The masking function is given below:
function [X,Y,Z] = Mask(X,Y,Z,xm,ym,xr,yr,xl,yl)
mask = ones(size(Z));
mask((inpolygon(X,Y,xm,ym)|inpolygon(X,Y,xr,yr)|inpolygon(X,Y,xl,yl))&Z>=0) = NaN;
Z = Z.*mask;
end
Applying the mask gives us:
[X,Y,Z]=Mask(X,Y,Z,xm,ym,xr,yr,xl,yl);
plotPumpkin(X,Y,Z)
arrayfun(@(x)light('style','local','position',[0 0 0],'color','y'),1:2)
We can see that MATLAB was thoughtful enough to automatically remove the pulp from inside the pumpkin, proving its convenience time and time again.
We can then rotate the pumpkin back and add the stem to get the final result:
theta = [pi/2,0,0];
[X,Y,Z] = xyzRotate(X,Y,Z,theta);
% Stem
s = [1.5 1 repelem(.7, 6)] .* [repmat([.1 .06],1,round(n/20)) .1]';
[t,p] = meshgrid(0:pi/15:pi/2,linspace(0,pi,round(n/10)+1));
Xs = repmat(-(.4-cos(p).*s).*cos(t)+.4,2,1);
Ys = [-sin(p).*s;sin(p).*s];
Zs = repmat((.5-cos(p).*s).*sin(t)+.55,2,1);
plotPumpkin(X,Y,Z)
arrayfun(@(x)light('style','local','position',[0 0 0],'color','y'),1:2)
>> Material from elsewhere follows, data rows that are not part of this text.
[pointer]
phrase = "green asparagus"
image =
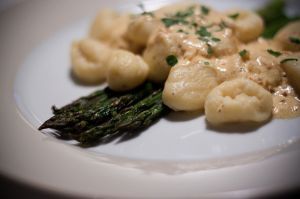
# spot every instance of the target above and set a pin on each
(137, 117)
(69, 122)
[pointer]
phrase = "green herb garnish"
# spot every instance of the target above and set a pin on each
(205, 10)
(215, 39)
(234, 16)
(294, 40)
(209, 50)
(244, 54)
(186, 13)
(171, 21)
(171, 60)
(274, 53)
(288, 59)
(203, 32)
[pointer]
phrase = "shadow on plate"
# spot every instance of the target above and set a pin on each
(183, 116)
(241, 127)
(81, 83)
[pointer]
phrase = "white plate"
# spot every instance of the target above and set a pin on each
(179, 156)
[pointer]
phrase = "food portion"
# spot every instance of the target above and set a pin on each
(238, 100)
(224, 63)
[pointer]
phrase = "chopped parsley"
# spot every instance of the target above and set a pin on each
(244, 54)
(222, 26)
(171, 60)
(288, 59)
(294, 40)
(274, 53)
(172, 21)
(209, 49)
(205, 10)
(215, 39)
(144, 12)
(234, 16)
(186, 13)
(203, 32)
(178, 18)
(182, 31)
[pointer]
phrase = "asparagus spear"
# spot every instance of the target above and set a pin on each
(84, 118)
(137, 117)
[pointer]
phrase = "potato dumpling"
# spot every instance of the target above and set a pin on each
(292, 68)
(125, 70)
(140, 29)
(158, 49)
(187, 87)
(238, 100)
(89, 58)
(109, 27)
(247, 24)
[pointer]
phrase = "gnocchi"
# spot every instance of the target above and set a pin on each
(125, 70)
(89, 58)
(247, 25)
(238, 100)
(187, 87)
(219, 63)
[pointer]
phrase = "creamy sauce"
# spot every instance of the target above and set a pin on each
(259, 66)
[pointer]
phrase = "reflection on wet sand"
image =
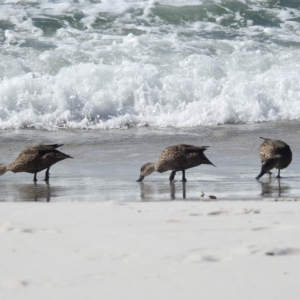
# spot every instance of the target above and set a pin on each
(273, 187)
(42, 192)
(148, 192)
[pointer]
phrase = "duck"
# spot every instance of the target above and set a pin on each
(274, 154)
(35, 159)
(176, 158)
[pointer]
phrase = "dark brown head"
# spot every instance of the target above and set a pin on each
(146, 170)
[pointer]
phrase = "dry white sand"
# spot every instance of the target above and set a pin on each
(167, 250)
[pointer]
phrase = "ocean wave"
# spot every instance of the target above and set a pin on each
(148, 63)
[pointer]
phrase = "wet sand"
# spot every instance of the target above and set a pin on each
(106, 165)
(104, 235)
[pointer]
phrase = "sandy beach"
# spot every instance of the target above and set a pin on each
(168, 250)
(94, 232)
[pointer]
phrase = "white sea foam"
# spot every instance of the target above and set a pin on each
(143, 63)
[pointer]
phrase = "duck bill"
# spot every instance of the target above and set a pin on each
(141, 178)
(208, 162)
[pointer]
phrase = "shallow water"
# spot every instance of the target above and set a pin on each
(106, 164)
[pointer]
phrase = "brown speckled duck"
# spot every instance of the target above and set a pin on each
(274, 154)
(176, 158)
(35, 159)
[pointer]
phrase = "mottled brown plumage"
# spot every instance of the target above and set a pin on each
(35, 159)
(176, 158)
(274, 154)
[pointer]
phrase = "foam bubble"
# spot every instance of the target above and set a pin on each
(102, 65)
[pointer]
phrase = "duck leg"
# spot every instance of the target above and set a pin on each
(183, 176)
(172, 175)
(47, 174)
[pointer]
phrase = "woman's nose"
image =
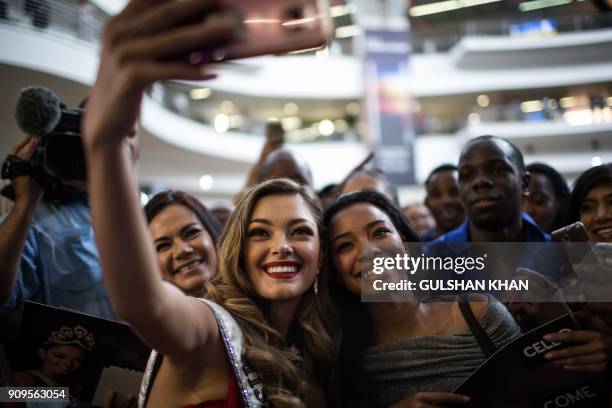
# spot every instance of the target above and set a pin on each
(282, 248)
(183, 249)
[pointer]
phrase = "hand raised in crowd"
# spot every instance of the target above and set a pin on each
(431, 400)
(27, 190)
(591, 352)
(147, 42)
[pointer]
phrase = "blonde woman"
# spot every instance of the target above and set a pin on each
(270, 325)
surf(Xs,Ys,Zs,'FaceColor','#008000','EdgeColor','none');
And that's it. You can now add some change to the mask's coordinates between frames and play around with the lighting to get results such as these (more information on how to do this on my Teaser entry):
I hope you have found this tutorial useful, and I'm looking forward to seeing many more creative entries during the final week of the contest.